People in the rural areas, who had thought they could rely on cell phones, in time of trouble, have no power generation with which to make them function. Much venturing for batteries, today.
Voting, again, is not on anybody's mind.
Another liberal absent-minded professor thinks all the rules
shouldn't apply to him.
First law of economics: ''Actions have consequences.""
Economics professor and he is too stupid to vote. Sounds like he just might be a democrat.
I find it very odd that they had no complaints about votes not being counted when they were winning.
I guess the states Kerry won had no problems whatsoever!!
Hey a$$holes, how about coming to my State and turning some attention to a genuinely corrupt election where - instead of a few hundred mis-cast ballots in an election where the loss was over 100,000, there are all sorts of magically appearing ballots where the loss has fluctuated between 2 votes and 130?

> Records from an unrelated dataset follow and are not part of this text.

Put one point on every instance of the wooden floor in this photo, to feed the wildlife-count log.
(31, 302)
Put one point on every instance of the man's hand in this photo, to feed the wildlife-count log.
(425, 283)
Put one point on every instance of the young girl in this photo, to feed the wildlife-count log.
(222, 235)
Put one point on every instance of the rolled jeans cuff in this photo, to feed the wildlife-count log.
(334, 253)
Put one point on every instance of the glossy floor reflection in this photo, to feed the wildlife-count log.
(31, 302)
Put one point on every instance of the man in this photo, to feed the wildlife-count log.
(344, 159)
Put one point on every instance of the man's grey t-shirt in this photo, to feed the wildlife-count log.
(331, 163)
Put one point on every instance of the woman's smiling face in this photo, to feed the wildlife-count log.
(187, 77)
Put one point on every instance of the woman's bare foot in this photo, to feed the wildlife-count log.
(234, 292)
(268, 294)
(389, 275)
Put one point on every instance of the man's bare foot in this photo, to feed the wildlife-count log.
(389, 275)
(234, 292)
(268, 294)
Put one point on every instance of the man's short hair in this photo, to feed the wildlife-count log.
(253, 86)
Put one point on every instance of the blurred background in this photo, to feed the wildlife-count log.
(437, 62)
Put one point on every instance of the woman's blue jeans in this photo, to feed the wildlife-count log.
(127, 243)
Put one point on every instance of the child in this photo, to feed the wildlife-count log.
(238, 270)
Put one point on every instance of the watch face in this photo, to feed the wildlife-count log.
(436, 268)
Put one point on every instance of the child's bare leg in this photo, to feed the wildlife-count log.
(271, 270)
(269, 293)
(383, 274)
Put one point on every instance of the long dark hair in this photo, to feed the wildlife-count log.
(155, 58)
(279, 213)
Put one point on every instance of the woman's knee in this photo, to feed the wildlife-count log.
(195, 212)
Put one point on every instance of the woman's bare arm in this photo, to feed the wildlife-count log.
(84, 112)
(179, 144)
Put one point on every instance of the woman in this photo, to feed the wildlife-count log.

He was pointing out what I just pointed out.
My thoughts EXACTLY. The presidential election has dominated the news for the past year, year and a half, and this erudite academic doesn't have the sense to register to vote in his new precinct? If he's that stupid, he doesn't deserve to vote in a presidential election.
In case you just emerged from a month or so living in a deep cave, they seem to be having some sort of minor difficulty in Washington state. On this topic, we had a local race problem here, county office.
First the loser called for a recount, now has filed a lawsuit. I was personally involved in the recount, and bless us, our county uses optical scan ballots. The ballot is its own paper trail, and even most idiot voters come close enough a bipartisan counting team could nearly always agree on "intent of the voter". The handful of ballots this was not true of were not nearly enough to change the result. Loser's suit is based on other allegations, in my opinion, most unlikely to succeed. I cannot tell you how glad I am we had the simple, strightforward op-scan ballot, saved us a host of problems.
One thing I will point out as a long time poll worker: multiply 3,500+ counties nationwide by number of precincts by number of clerks in each and I'm guessing maybe 300,000 election workers nationwide, mostly benefitting from perhaps 4 hours of clerk training. Then throw in this bastard son of HAVA known as the conditional vote, something most of us are seeing for the first time and apply it to a bunch of different ballot styles not to mention machines I don't trust as far as I can throw them...well, I'm astonished things went as well as they seem to have.